桃源郷ものがたり/松居 直・文 蔡皋・絵/福音館書店/2002年
戦乱にあけくれ、不作で苦しい生活をよぎなくされた中国の晋の時代。
ある日、漁師が魚をたくさんとろうと、いままでいったことのない川上に舟をこいで川をさかのぼっていくと、いちどもきたことのない山奥にきていました。
きがつくと桃の林が、両岸にどこまでも続いているところへきていました。このさきになにがあるのか知りたいとなおも漕ぎ進んでいくと、山陰の洞穴からかすかな光がもれていました。
漁師が舟をおり、おそるおそる洞穴に入っていくと、よく耕された、畑や田んぼ、美しい池、そしてよく手入れされた家がみえました。
村人の話によると、秦という国があったころ、戦争をさけるため、先祖がこの土地へ逃れてきたということでした。
漁師が、秦以降の国の動きをはなすと、村人は驚くやら感心するやら、ためいきをついて聞き入ります。
漁師が、この村で何日か過ごし、家に帰ろうとすると、村人は「ここで見たり聞いたりしたことは、誰にも話さないでほしい」と頼みます。
漁師は家に帰る途中、あちこちに目印をつけておきます。
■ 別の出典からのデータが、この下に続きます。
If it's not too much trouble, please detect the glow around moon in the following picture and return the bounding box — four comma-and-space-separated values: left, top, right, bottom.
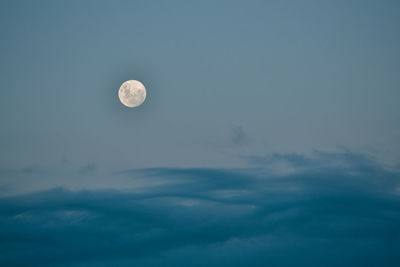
118, 80, 147, 108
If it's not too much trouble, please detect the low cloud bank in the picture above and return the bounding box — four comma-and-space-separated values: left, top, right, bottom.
0, 153, 399, 266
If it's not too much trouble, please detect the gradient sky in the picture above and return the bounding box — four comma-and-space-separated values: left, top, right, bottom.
1, 1, 400, 266
1, 0, 400, 172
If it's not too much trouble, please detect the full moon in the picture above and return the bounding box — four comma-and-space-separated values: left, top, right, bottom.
118, 80, 147, 108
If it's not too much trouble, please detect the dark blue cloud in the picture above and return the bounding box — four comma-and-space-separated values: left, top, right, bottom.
1, 153, 400, 266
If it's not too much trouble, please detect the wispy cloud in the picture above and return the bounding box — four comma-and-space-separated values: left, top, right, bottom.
230, 125, 250, 146
0, 153, 399, 266
78, 162, 98, 175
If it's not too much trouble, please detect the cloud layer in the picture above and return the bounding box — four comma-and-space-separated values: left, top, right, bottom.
1, 153, 400, 266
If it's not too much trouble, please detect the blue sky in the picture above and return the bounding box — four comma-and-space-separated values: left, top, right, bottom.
0, 0, 400, 266
1, 0, 400, 172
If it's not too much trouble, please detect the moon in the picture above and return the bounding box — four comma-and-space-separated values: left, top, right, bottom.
118, 80, 147, 108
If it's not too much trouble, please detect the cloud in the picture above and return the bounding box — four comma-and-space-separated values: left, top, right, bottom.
230, 125, 250, 146
78, 162, 98, 175
242, 151, 386, 174
0, 153, 400, 266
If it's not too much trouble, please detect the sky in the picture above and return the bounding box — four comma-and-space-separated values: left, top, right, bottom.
0, 0, 400, 266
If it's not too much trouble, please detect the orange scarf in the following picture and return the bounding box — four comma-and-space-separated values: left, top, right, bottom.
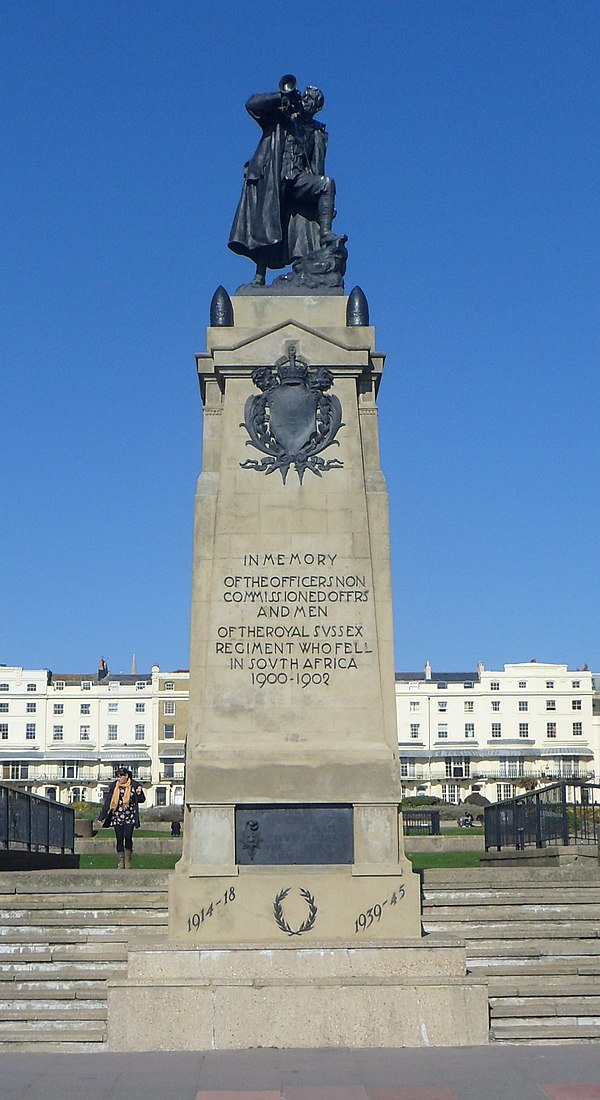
109, 779, 131, 813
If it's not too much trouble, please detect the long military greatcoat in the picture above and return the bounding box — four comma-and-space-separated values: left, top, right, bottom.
228, 92, 327, 269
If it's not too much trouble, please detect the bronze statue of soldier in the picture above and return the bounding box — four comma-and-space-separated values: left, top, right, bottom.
228, 75, 338, 287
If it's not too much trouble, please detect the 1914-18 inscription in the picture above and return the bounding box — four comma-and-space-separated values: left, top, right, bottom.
215, 550, 374, 689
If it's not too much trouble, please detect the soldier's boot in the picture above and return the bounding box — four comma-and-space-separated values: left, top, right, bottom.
124, 849, 133, 870
318, 183, 336, 244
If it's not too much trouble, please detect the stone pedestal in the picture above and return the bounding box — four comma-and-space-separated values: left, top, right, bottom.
169, 291, 420, 942
108, 939, 489, 1050
106, 290, 489, 1049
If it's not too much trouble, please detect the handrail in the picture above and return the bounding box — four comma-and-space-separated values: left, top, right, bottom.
484, 780, 600, 851
0, 783, 75, 854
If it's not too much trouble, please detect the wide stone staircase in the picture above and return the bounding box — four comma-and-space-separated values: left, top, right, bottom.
421, 862, 600, 1042
0, 870, 169, 1051
1, 863, 599, 1048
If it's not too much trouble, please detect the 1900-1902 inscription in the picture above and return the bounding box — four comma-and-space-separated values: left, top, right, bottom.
214, 551, 374, 688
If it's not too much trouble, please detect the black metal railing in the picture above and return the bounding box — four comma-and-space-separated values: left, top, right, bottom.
484, 781, 600, 851
0, 783, 75, 854
402, 809, 441, 835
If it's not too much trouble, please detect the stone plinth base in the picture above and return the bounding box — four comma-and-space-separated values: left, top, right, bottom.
107, 939, 489, 1050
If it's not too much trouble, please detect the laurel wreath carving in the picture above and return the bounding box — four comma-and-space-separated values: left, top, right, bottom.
273, 886, 318, 936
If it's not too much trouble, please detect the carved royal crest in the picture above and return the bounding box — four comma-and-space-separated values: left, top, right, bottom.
240, 345, 344, 483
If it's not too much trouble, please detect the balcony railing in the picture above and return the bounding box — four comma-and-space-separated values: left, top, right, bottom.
158, 770, 185, 782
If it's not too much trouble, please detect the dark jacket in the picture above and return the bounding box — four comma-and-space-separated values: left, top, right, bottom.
99, 781, 145, 829
228, 92, 327, 268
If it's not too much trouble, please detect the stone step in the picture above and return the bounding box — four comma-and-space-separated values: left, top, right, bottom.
9, 980, 110, 998
472, 959, 600, 977
423, 889, 600, 904
490, 996, 600, 1017
422, 868, 600, 883
0, 961, 126, 981
467, 939, 600, 958
0, 1021, 106, 1042
487, 976, 600, 997
0, 892, 168, 910
422, 904, 600, 921
423, 921, 599, 937
0, 925, 167, 941
0, 1000, 106, 1021
0, 1040, 105, 1051
0, 871, 169, 890
0, 910, 168, 926
491, 1020, 600, 1041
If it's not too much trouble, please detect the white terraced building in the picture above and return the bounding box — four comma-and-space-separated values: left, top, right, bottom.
0, 663, 188, 807
395, 661, 599, 804
0, 658, 599, 807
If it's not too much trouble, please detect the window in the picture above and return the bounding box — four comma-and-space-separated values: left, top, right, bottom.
0, 684, 8, 692
491, 723, 502, 738
164, 682, 174, 691
155, 787, 167, 807
26, 683, 37, 692
573, 722, 583, 736
164, 701, 175, 716
53, 703, 64, 715
464, 723, 475, 739
25, 723, 36, 740
135, 702, 145, 713
400, 759, 416, 777
0, 703, 7, 714
410, 723, 420, 739
497, 784, 515, 801
0, 724, 8, 740
135, 681, 146, 691
464, 701, 474, 712
163, 763, 175, 778
441, 783, 460, 804
572, 699, 582, 711
491, 700, 500, 712
80, 725, 90, 741
108, 725, 118, 741
53, 725, 63, 741
463, 682, 474, 690
80, 703, 90, 715
163, 723, 175, 739
109, 682, 119, 692
409, 701, 419, 712
572, 680, 581, 689
108, 702, 118, 713
81, 681, 91, 691
135, 724, 145, 741
54, 681, 65, 691
71, 788, 81, 804
26, 701, 36, 714
546, 699, 556, 711
437, 723, 448, 739
519, 723, 529, 738
446, 757, 470, 779
518, 700, 528, 712
546, 722, 557, 738
546, 681, 554, 689
519, 680, 527, 689
437, 700, 447, 712
490, 681, 500, 691
10, 763, 28, 780
499, 758, 524, 779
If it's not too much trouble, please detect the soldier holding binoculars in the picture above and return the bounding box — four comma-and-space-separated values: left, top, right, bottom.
229, 75, 337, 286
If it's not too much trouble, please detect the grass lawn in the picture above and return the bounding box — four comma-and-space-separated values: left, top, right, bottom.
78, 853, 178, 870
406, 851, 481, 869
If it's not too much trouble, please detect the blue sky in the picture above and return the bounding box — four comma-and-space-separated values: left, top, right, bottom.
1, 0, 599, 676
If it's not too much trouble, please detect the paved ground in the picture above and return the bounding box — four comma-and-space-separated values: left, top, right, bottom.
2, 1046, 600, 1100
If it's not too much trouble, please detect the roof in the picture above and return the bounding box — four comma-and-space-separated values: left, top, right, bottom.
395, 672, 480, 684
50, 674, 151, 685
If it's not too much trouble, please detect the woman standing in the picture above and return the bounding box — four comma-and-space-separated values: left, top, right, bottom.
99, 768, 145, 869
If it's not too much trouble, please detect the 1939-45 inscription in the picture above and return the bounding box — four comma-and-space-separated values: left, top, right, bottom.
215, 550, 374, 688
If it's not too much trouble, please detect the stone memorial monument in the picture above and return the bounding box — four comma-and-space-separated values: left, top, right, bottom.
107, 76, 488, 1050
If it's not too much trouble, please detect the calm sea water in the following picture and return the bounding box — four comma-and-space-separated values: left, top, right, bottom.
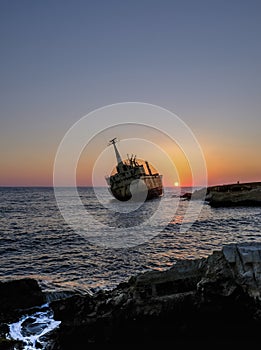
0, 187, 261, 294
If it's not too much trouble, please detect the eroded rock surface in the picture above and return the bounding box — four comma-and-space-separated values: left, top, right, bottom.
209, 188, 261, 207
47, 243, 261, 347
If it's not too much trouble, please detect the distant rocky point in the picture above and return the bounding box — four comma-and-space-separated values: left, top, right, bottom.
191, 181, 261, 207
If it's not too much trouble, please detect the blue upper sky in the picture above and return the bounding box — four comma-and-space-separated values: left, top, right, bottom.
0, 0, 260, 185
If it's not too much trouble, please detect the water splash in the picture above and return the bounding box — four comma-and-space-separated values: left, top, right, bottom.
8, 303, 60, 350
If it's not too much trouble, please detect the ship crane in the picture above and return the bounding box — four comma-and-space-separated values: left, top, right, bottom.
108, 138, 123, 165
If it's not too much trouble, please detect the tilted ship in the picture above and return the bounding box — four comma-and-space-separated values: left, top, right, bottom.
105, 138, 163, 201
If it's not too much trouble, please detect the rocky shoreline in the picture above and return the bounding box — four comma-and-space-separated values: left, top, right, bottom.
1, 243, 261, 348
47, 242, 261, 347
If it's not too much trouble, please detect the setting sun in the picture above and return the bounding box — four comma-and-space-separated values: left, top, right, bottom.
174, 181, 179, 187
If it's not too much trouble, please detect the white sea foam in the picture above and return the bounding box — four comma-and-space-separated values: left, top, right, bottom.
8, 303, 60, 350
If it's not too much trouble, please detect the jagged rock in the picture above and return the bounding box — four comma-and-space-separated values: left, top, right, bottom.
0, 338, 24, 350
223, 243, 261, 298
47, 243, 261, 347
0, 278, 45, 323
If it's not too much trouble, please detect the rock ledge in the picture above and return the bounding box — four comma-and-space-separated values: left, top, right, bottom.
47, 243, 261, 347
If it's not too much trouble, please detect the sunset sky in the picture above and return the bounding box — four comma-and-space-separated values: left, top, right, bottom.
1, 0, 260, 187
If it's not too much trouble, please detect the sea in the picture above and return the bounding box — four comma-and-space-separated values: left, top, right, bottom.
1, 186, 261, 349
1, 186, 261, 294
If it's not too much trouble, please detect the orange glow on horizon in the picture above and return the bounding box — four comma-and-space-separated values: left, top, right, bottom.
0, 127, 260, 188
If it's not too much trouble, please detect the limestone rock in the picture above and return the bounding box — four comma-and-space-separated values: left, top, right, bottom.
48, 243, 261, 347
223, 243, 261, 298
209, 188, 261, 207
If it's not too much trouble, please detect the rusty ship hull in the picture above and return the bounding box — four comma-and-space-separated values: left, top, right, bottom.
108, 174, 163, 201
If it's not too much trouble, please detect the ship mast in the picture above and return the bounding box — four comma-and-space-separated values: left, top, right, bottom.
109, 138, 122, 165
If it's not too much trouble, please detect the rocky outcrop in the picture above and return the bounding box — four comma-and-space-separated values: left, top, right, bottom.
209, 188, 261, 207
0, 279, 45, 349
191, 182, 261, 207
0, 278, 45, 323
47, 243, 261, 347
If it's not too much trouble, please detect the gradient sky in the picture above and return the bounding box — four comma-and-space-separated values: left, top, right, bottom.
1, 0, 260, 186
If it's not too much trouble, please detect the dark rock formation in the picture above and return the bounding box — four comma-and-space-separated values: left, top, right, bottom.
0, 278, 45, 349
0, 278, 45, 323
180, 192, 192, 200
0, 338, 24, 350
47, 243, 261, 348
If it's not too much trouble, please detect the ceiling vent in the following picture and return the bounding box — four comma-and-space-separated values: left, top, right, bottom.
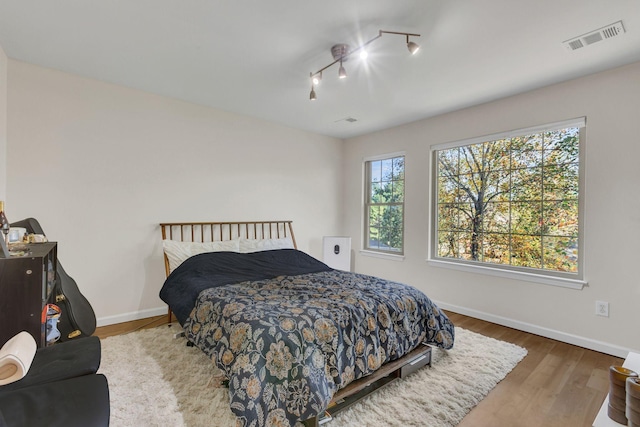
563, 21, 625, 51
334, 117, 358, 123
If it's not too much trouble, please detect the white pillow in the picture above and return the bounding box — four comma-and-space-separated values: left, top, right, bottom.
163, 239, 240, 273
238, 237, 294, 253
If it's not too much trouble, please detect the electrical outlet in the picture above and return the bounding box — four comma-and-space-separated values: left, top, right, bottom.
595, 301, 609, 317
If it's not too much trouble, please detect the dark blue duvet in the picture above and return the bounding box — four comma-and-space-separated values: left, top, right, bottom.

家に戻った漁師が不思議なところへいってきたといううわさが、いつか広まっていきます。
うわさをききつけたおうさまが、家来に命じて、不思議な国に行く道を探させようとしますが、目印もなくなっていて、洞穴へ行く道はどうしてもみつかりませんでした。
中国の詩人、陶淵明の「桃花源記」にもとづいて再話された物語といいます。
桃源郷はありえない思うか、必ずあるはずと理想郷をおいもとめるか、どちらでしょうか。
それにしても、なぜ、世界から争いや憎しみがなくならないのでしょうか。